Hemodiálise

 

 A hemodiálise ou diálise, como é mais conhecida, é o sistema de tratamento mais utilizado para remover as substâncias tóxicas e o excesso de líquidos acumulados no sangue, dado a falência renal.

 O sistema consiste na purificação do sangue através de uma bomba que impulsiona para dentro de um filtro/dialisador especial, denominado também Rim Artificial - que purifica o sangue.

 

 Para o efeito são utilizadas duas agulhas que se mantêm no braço durante cerca de 4 horas, três vezes por semana, período que o doente tem necessidade de realizar o seu tratamento num Hospital, Centro Privado Especializado, em alguns casos depois de devidamente treinado, pode realizar em casa, tratamento este para toda a vida, dependendo do tempo que possa ter que esperar por um Transplante Renal.

 

 Este acesso vascular, para os Insuficientes Renais Crónicos , representa uma linha de vida, por isso deve ser preservada conforme aconselhamento dos responsáveis técnicos de diálise.

 

 

 

 

 

 

 

 

 

 

 

 

 

 

 

 

Diálise peritoneal continua ambulatória

 

 Este é um dos tratamentos alternativos da nossa função renal e tem como objectivo o mesmo que a Hemodiálise, consistindo também no eliminar do sangue todas as impurezas e excessos de água, sem ter de ter que a sair para fora do corpo, utilizando como filtro a membrana peritonial. Para este tipo de tratamento é necessário a colocação no abdómen de um cateter (tubo plástico), que tem por função ligar as bolsas plásticas flexíveis, descartáveis, constando de uma bolsa com solução de diálise e outra vazia, para ser usada para a drenagem da solução contida na cavidade peritoneal.

 

 Nesta modalidade o Insuficiente Renal Crônico terá a sua responsabilidade no seu tratamento ao fazer a infusão de 4 a 6 horas e 4 vezes ao dia, sete dias por semana de acordo com a indicação médica.

 

 Esta é uma alternativa que os Insuficientes Renais, calmamente devem discutir e aconselhar-se com o seu médico e com as suas famílias, qual dos tratamentos disponíveis deverá ser utilizado perante o perante o seu caso.

 

 

 

 

 

 

 

 

 

 

 

 

 

 

 

 

 

 

 

 

Diálise peritoneal automática

 

 Este é um tipo de diálise, que como o nome indica é utilizada uma máquina (cicladora), silenciosa que temos em casa e podemos transportar para onde quer que vamos, para utilizar durante a noite e enquanto dormimos. Esta máquina controla os tempos das trocas, drena a solução velha e infunde a nova. A maioria dos doentes necessita de permanecer com liquido na cavidade peritoneal durante o dia, para assegurar que recebem a quantidade de diálise necessária.

 

 As operações que o Insuficiente Renal Crônico terá que executar são, quando se vai deitar preparar a maquina e conectar o cateter ao sistema de diálise.

 

 Esta máquina faz as trocas automaticamente por um período de 8 a 10 horas, durante o sono. Mede a quantidade de liquido que entra e sai. De manhã, desconecta-se do sistema e diálise.

 

 Estas máquinas pelos dados recolhidos junto daqueles que as utilizam, são consideradas simples e seguras, podendo levá-las para qualquer lugar, logo que tenha eletricidade.

 

 Considerada como uma forma de poderem levar uma vida ativa, porque os liberta durante o dia de trocas manuais.

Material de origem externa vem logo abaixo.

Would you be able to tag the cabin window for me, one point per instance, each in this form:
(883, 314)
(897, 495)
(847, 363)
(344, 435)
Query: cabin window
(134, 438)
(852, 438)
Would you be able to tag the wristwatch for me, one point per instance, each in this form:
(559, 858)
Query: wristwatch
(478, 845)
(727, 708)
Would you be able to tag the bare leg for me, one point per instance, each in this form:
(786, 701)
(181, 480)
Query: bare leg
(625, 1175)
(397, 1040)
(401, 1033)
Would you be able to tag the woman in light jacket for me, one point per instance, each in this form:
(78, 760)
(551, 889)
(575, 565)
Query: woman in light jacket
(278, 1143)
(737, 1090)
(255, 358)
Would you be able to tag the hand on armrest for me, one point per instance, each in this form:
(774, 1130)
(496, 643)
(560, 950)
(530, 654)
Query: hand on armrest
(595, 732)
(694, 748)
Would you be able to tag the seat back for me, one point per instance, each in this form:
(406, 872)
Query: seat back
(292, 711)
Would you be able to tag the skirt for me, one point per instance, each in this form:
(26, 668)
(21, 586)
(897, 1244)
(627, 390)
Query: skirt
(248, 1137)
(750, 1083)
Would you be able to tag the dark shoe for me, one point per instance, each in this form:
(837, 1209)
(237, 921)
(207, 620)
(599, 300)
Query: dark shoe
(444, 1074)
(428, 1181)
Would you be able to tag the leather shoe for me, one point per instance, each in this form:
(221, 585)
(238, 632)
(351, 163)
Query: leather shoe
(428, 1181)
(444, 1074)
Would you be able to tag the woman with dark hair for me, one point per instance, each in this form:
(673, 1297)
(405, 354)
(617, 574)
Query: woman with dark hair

Importante sempre falar com o seu médico e aconselhar-se pois cada caso é uma caso.

 

 

 

 

 

 

 

 

 

 

 

 

 

 

 

 

 

Transplantação

 

 

 É o tratamento mais eficaz na Doença Renal Crônica, libertando o Doente Renal (DR), da hemodiálise ou diálise peritoneal, sendo um fator de melhoria das condições de vida e do bem-estar destes Doentes, certo é que carecem sempre de um acompanhamento médico e a toma regular de medicação, de preferência sem esquecimentos.

 

 Há lá vai o tempo em que a transplantação obedecia a critérios analíticos e médicos bastante restritivos no que consistia à escolha do receptor do órgão para transplante, graças a uma técnica muito mais avançada, hoje está muito mais facilitada essa tarefa, tendo para o efeito contribuído médicos empenhados em melhorar esta prática à qual desde o transplante de dador vivo, hoje é possível realizar o transplante em dador cadáver com paralisia do coração, a transplantação cruzada, a transplantação em que o receptor o grupo sanguíneo não é igual, e outras técnicas se seguiram, podendo assim potenciar o maior numero de transplantes sem sequelas futuras.

 

 Temos de contar também a par destas melhorias, a maior eficácia dos medicamentos que se toma pós transplante, o que faz com que a sobrevida destes órgãos seja muito mais elevada.